JetLend became the first Russian crowdfunding platform to go public in 2025. The offering took place on the SPB Exchange, raising around 476 million rubles. The choice of a non-quoted part of the list reduced requirements but limited liquidity. The after-market price fell by 24%, reflecting market stagnation and high rates.

Figma: Global Success

Figma successfully conducted its IPO on NASDAQ with a valuation of approximately $20 billion, raising $4.2 billion. Its shares surged 250% within a few months, demonstrating premium multiples of 35-40x Revenue — levels unattainable for Russian companies.

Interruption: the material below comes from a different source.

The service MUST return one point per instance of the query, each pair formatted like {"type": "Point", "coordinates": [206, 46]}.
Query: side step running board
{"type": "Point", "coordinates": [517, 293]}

CoreWeave: Investments in AI Amid Losses

CoreWeave attracted $2.8 billion despite operating at a loss, leveraging the growth potential of AI infrastructure. The shares increased nearly threefold since the offering, confirming the high-risk appetites of global investors. Such an IPO is unattainable for Russian companies facing losses.

Strategies for Investors

Arbitrage and Long-Term Investments

The gap in multiples creates opportunities, yet country and liquidity premiums restrict arbitrage. Russian investors should focus on the quality of businesses and mid-term prospects, accepting higher risks.

IPO Selection

It is crucial to assess competitive advantages, management quality, transparency, and the adequacy of the valuation. The PEG ratio and other metrics help identify undervalued offerings.

Participation Tactics

For retail investors, participating in IPOs is about balancing short-term quick returns with long-term sustainability. In Russia, it is often justified to wait several months post-offering to assess actual dynamics.

Development Forecast

Russia

The prospects for 2026 depend on reducing the key rate. Optimistically, it may fall to 15-17%, with an increase in IPO volumes and multiples. Pessimistically, the sustained high level of rates will maintain stagnation and a scarcity of offerings.

Global

Global IPOs will continue to grow due to tech giants and AI companies. The market may reach record volumes, but the risks of correction remain.

Convergence of Multiples

A rapid alignment of valuations is unlikely due to structural regional differences. The gap persists, and it is critical for investors to consider relative advantages rather than absolute multiples.